Obviously, there is a crux in the use of these transposition flaps to correct the epicanthal fold. A small flap results in undercorrection, and a large flap can eliminate the epicanthal fold but leaves a prominent scar [1]. The incision on the thick nasal skin leaves an especially noticeable postoperative scar. However, the skin in the medial canthal area always blends into the adjacent nasal skin. The positions of the incisions are not easy to locate satisfactorily.

To date, the results of scar extension have been closely related to the judgments of the operators. The procedures require geometric planning and great experience to avoid unsightly scars. All procedures should be elaborately designed and meticulously performed.

Both the simple and complicated flaps described in the medical literature usually are designed within the skin plane. This makes it more difficult to design the incision and estimate the postoperative results because the epicanthal fold is a three-dimensional structure.

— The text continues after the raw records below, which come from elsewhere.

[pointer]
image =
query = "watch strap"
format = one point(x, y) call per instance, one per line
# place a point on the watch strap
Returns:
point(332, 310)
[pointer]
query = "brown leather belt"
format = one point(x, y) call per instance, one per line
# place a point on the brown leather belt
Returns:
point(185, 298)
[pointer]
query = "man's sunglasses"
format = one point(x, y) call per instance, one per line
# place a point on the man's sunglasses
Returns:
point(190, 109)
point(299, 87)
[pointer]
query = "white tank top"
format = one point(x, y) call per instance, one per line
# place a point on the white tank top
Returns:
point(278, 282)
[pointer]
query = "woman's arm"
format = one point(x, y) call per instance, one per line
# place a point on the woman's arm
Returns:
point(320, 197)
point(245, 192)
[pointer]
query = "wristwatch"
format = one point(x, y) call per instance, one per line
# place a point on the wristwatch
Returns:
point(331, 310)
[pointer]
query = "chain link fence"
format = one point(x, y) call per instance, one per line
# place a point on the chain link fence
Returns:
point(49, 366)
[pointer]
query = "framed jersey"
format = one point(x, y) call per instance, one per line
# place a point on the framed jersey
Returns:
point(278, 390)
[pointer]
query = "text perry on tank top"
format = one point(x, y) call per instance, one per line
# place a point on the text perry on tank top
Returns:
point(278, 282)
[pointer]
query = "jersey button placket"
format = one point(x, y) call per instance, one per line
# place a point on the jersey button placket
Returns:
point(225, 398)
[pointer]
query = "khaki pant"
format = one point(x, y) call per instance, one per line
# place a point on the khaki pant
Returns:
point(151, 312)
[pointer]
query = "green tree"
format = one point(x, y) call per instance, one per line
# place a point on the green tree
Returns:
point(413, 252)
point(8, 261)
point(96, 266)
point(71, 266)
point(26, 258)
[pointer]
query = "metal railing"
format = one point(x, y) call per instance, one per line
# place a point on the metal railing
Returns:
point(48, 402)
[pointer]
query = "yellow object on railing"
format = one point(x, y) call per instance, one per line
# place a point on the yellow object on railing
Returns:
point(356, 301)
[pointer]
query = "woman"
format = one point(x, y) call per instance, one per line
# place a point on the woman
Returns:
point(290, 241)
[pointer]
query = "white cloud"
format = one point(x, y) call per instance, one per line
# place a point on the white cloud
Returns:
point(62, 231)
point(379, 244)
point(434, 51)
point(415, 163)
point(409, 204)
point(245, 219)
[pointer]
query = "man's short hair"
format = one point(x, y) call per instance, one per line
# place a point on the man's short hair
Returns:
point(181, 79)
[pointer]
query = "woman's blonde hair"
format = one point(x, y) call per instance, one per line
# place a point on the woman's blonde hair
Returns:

The methods suggested in this report clearly present the design step by step when the incision is drawn as a three-dimensional structure comprising three planes: the conjunctival membrane plane, the conjunctival-skin plane, and the skin plane. With our proposed method, not only can the orbicularis oculi muscle of the medial canthal area be released, but the vertical skin shortage also can be thoroughly resolved. Additionally, with the three-dimensional surgery model, all the flaps were designed to be confined explicitly in the epicanthal fold region. Thus, an extensive incision on the thick nasal skin could be easily and effectively avoided.

This method also clearly displays the flap transfer procedure and presents the postoperative result directly and precisely in a three-dimensional surgery model. With our procedure, after transposition of the excessive horizontal skin flap from the epicanthal fold in the first step, a large part of the lacrimal caruncle is exposed. At the same time, the procedure relieves a portion of the shortage of the skin in the vertical direction when the BEC flap is inserted into the CD defect. However, if we simply stitch BE and EC, a new vertical line crossing the medial canthus is created, and a second epicanthal fold forms postoperatively. Recurrence of the epicanthal fold may sometimes occur. Thus, in the second step, another Z-plasty is mandatory. As a result, the vertical skin deficiency continues to be alleviated. In the front view, point D does not cover point A, and the lacrimal caruncle is totally exposed. The incisions are broken into a zigzag line, and there is no vertical line across the medial canthus. Recurrence of the fold is effectively avoided. Moreover, the incisions left on the coronal plane, CD and EF, are inconspicuous because they are parallel to the palpebral margin. Other flap incisions are invisible in the front when they are turned to the sagittal plane, which exists between the skin and conjunctiva.

Conclusion

Although the epicanthoplasty we present requires a two-Z-plasty and appears to be complex, it can thoroughly relieve vertical skin shortage and thus effectively prevent epicanthal fold relapse. In fact, it can be easily designed, controlled, and performed in a three-dimensional surgery model. Moreover, it is widely applicable to diverse types of epicanthal folds, resulting in a pleasant-appearing, inconspicuous scar and a long-lasting outcome.